A consortium comprised of the Nitze School of Advanced International Studies and four partner universities has been designated one of a select number of Centers for European Union Studies in the United States.

The 15-nation European Union awarded this designation to the American Consortium on EU Studies, or ACES, a new partnership of five Washington-area universities--Johns Hopkins, American, George Mason, George Washington and Georgetown. Affiliated partners will include Catholic, Gallaudet and Howard universities; the University of Maryland, College Park; and the Woodrow Wilson International Center for Scholars at the Smithsonian Institution.

ACES will be housed at SAIS' Center for Transatlantic Relations, a new institute dedicated to a modern European-American agenda keyed to the challenges of a globalizing world. Daniel Hamilton, director of the Transatlantic Center, also will serve as the ACES executive director. The consortium will work to improve the understanding of the European Union and U.S.-EU relations throughout the Washington-Northern Virginia-Baltimore metropolitan region.

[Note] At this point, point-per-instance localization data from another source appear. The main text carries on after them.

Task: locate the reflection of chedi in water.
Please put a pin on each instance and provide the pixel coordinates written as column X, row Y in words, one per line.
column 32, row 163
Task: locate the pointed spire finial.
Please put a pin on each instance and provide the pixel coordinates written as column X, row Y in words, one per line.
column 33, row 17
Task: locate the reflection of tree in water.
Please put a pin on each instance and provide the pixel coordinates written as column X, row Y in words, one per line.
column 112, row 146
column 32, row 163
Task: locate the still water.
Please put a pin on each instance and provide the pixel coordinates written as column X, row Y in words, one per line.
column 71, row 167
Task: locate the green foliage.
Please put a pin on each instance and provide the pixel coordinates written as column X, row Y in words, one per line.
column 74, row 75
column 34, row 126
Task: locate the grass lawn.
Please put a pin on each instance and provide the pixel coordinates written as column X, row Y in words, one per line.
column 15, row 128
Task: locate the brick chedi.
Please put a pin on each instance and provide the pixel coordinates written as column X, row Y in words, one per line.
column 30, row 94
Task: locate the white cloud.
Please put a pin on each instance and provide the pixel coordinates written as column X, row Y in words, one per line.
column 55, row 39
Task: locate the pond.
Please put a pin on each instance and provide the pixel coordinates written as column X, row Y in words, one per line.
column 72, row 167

"Given the close nature of the transatlantic partnership, it is tempting but wrong to believe that the level of expertise on the EU and U.S.-EU relations in Washington must be high," Hamilton said. "In fact, Washington-based expertise on the EU seems to be shrinking as fast as the role of the EU has been growing."

ACES will address this gap by actively engaging students, scholars, legislative and executive branch officials, media, private sector and NGO leaders in three areas: education and research, media outreach and education, and policy outreach.

In the area of education and research, ACES universities will develop special graduate certificate programs in EU Studies; launch a Young Scholars Network of graduate students throughout the region; conduct regular seminars among senior scholars; offer pre-dissertation fellowships and research seed grants; and support academic conferences, symposia and workshops on EU and U.S.-EU issues.

In media outreach and education, ACES universities will develop special "transatlantic" editions of the nationally syndicated "American Forum" series on National Public Radio; offer programs on EU-related issues at George Washington University's radio station, WRRC; sponsor an EU Update program at George Mason University's GMU-TV; and present an EU Perspectives series of lectures and seminars as part of the Pew International Journalism Program at SAIS.

For policy outreach, ACES universities will engage administration officials, congressional leaders and other opinion-shapers in policy-oriented "strategy groups" to tackle current challenges; publish ACES Papers on critical transatlantic policy issues; provide opportunities for European visiting scholars and practitioners-in-residence; design a Web site to inform the scholarly and policy communities of EU-related activities in the nation's capital; and develop an Internet database on EU-related economic, legal and foreign policy case studies.

The EU award is supported by a grant of 150,000 Euros for the 2001-2002 academic year. Increased support is anticipated over subsequent years and will be supplemented by individual, corporate and foundation donors.